In this study, the susceptibility to non-β-lactam antibiotics such as ciprofloxacin, gentamicin, and trimethoprim-sulfamethoxazole was significantly lower in ESBL-producing bacteria compared to ESBL-negative bacteria (p<0.001). This finding is an indicator for the limited options of appropriate antibiotic therapy regimen for ESBL-producing bacterial infection management. Poudel et al. (2019) also reported high rates of resistance of E. coli and K. pneumoniae isolated from flies against tetracycline and ampicillin due to emergence of ESBL-producing strains (21). This might probably be caused by plasmid-mediated mobile resistance genes such as quinolone-resistance (qnr) genes, aminoglycoside acetyltransferase (aac), dfr (trimethoprim resistance) and sul (sulfamethoxazole resistance) genes, being more frequent in ESBL-producing bacteria compared to ESBL-negative bacteria (22-25). However, the identification of other resistance genes than the described ESBL genes was not part of this investigation.
In tropical regions where poor hospital hygiene is common, hand hygiene and patient isolation or implementation of antimicrobial stewardship programs may not be sufficient to control the expansion of AMR. Our findings can be considered as indicators for a possible dissemination of antimicrobial resistance inside and outside of hospital compounds and to the nearest environments by flies. Therefore, to tackle the expansion of ESBL-producing bacteria, fly-control measures in critical areas of the hospitals might be essential (7, 15).
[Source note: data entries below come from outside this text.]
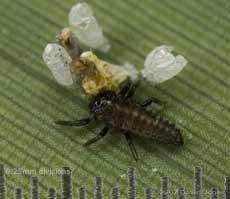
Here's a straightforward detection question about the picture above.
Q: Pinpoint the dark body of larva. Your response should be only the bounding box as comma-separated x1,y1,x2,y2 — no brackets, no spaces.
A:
90,91,183,146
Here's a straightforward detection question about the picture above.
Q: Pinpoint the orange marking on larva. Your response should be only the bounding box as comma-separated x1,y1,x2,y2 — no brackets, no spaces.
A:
132,111,139,117
124,108,130,115
140,115,146,121
115,104,122,111
146,119,152,125
153,119,159,126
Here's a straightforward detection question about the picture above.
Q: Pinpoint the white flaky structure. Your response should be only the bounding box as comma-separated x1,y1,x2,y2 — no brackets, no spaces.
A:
42,44,138,95
69,2,111,52
123,62,139,81
42,2,188,94
141,46,187,83
42,43,74,86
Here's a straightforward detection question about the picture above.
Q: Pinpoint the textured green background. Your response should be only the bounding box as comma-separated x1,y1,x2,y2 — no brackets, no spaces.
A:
0,0,230,198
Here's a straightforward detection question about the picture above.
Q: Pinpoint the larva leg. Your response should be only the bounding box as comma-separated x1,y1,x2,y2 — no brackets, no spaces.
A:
120,80,140,98
140,97,167,107
83,126,110,147
55,116,94,126
124,132,139,162
119,80,132,96
126,82,139,98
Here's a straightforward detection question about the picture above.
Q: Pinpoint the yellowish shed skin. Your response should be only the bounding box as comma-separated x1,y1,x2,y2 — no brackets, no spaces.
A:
58,28,129,96
74,51,129,96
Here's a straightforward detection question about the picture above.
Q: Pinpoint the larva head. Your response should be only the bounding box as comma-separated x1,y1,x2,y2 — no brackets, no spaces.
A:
89,91,115,115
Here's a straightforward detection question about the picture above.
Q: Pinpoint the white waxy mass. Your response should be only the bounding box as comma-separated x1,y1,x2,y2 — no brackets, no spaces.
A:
42,43,74,86
122,62,139,81
69,2,111,52
141,45,188,83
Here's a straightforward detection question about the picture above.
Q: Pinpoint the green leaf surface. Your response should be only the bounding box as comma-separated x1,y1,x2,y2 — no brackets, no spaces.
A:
0,0,230,198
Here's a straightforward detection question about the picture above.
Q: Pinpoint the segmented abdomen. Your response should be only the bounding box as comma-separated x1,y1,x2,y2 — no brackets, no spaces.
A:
107,100,183,145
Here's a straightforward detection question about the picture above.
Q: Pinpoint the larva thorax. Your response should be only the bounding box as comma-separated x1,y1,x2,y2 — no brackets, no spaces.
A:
90,90,183,146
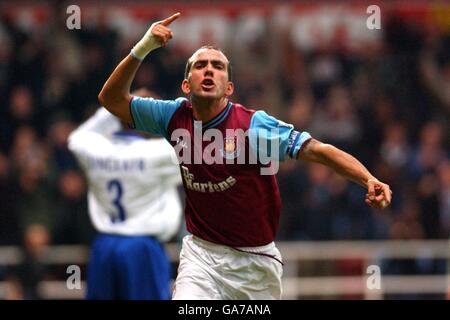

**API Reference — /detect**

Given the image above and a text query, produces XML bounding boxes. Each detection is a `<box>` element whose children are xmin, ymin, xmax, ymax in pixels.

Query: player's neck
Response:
<box><xmin>191</xmin><ymin>96</ymin><xmax>228</xmax><ymax>124</ymax></box>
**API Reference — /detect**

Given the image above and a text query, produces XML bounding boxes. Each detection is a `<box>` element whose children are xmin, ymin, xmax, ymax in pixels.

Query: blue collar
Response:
<box><xmin>201</xmin><ymin>102</ymin><xmax>233</xmax><ymax>129</ymax></box>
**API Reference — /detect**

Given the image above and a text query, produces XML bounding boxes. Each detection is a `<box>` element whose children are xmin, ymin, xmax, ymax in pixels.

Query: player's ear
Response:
<box><xmin>181</xmin><ymin>79</ymin><xmax>190</xmax><ymax>95</ymax></box>
<box><xmin>226</xmin><ymin>81</ymin><xmax>234</xmax><ymax>96</ymax></box>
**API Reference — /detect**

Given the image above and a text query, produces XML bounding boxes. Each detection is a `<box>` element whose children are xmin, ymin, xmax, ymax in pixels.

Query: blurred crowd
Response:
<box><xmin>0</xmin><ymin>4</ymin><xmax>449</xmax><ymax>252</ymax></box>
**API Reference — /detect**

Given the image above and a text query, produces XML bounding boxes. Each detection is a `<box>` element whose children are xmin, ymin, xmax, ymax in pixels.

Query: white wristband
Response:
<box><xmin>130</xmin><ymin>23</ymin><xmax>162</xmax><ymax>60</ymax></box>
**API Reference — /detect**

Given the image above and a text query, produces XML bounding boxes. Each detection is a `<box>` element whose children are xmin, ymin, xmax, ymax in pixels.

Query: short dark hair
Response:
<box><xmin>184</xmin><ymin>45</ymin><xmax>232</xmax><ymax>81</ymax></box>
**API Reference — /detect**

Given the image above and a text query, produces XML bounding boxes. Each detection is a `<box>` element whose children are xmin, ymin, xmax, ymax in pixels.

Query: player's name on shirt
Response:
<box><xmin>86</xmin><ymin>155</ymin><xmax>145</xmax><ymax>172</ymax></box>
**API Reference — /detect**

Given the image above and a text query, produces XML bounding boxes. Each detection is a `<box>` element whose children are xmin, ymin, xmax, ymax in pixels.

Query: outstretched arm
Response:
<box><xmin>98</xmin><ymin>12</ymin><xmax>181</xmax><ymax>123</ymax></box>
<box><xmin>297</xmin><ymin>139</ymin><xmax>392</xmax><ymax>209</ymax></box>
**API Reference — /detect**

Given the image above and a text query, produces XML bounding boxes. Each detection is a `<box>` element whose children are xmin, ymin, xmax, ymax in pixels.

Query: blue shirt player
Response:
<box><xmin>68</xmin><ymin>105</ymin><xmax>182</xmax><ymax>300</ymax></box>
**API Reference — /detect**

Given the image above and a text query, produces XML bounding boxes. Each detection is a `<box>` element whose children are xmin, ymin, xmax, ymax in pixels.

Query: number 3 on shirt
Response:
<box><xmin>107</xmin><ymin>179</ymin><xmax>126</xmax><ymax>223</ymax></box>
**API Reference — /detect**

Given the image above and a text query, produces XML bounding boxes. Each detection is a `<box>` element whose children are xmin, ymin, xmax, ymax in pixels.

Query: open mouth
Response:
<box><xmin>201</xmin><ymin>79</ymin><xmax>215</xmax><ymax>90</ymax></box>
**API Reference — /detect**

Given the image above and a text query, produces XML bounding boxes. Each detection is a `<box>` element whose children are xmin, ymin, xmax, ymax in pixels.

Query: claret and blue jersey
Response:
<box><xmin>130</xmin><ymin>96</ymin><xmax>312</xmax><ymax>247</ymax></box>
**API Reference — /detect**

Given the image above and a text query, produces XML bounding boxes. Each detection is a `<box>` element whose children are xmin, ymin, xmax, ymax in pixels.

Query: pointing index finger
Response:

In order to inhibit further expansions of ESBL-carrying bacteria from hospitals to residential areas, environmental and health professionals and municipality administration should work together and strengthen a one health approach. Future AMR prevention and control protocols may consider screening of flies for AMR and eradication-measures to control the population density of flies at health care facilities in tropical regions (21). As distribution of ESBL genes in clinical samples and flies caught in the hospital show comparable results, flies might be used as an indicator organism for ESBL-prevalence in hospital facilities.
Our study has certain limitations. Fly species identification was not performed and we recognize that the different species Musca sorbens and Musca domestica have a different life style and thus may be involved in bacterial transmission to different degrees. Nevertheless, an identification of the different species in this study is unlikely to have an impact on the results in general. ESBL-colonization in the community was reported as low, but flies were sampled from a single butchery only. Even though the colonization with ESBL to be common in flies at the hospital, the source of the ESBL was not addressed. The study design also fails to point out whether the external organs like legs and mouth or the gut of the flies are more involved in carrying ESBL-producing bacteria, a factor with possible impact for the transmission of the bacteria. The role of flies in transmission of nosocomial infections and the source of ESBL-producing bacteria in the hospital needs further investigation.
A further limitation is the use of non-selective media for the screening process in flies and the fact that we tested phenotypically different isolates obtained from one fly (in some case we found more than one bacteria from a single fly). This procedure was chosen in order to harmonize the study protocol with diagnostics in the clinical setting. In consequence, our data reflect the proportion of ESBL among GNB isolates from flies, but not the prevalence of ESBL-carriage among flies, which might have been higher, if a selective screening approach was used. However, even with the non-selective culture technique used, ESBL-producing bacteria were detected in a major proportion of flies.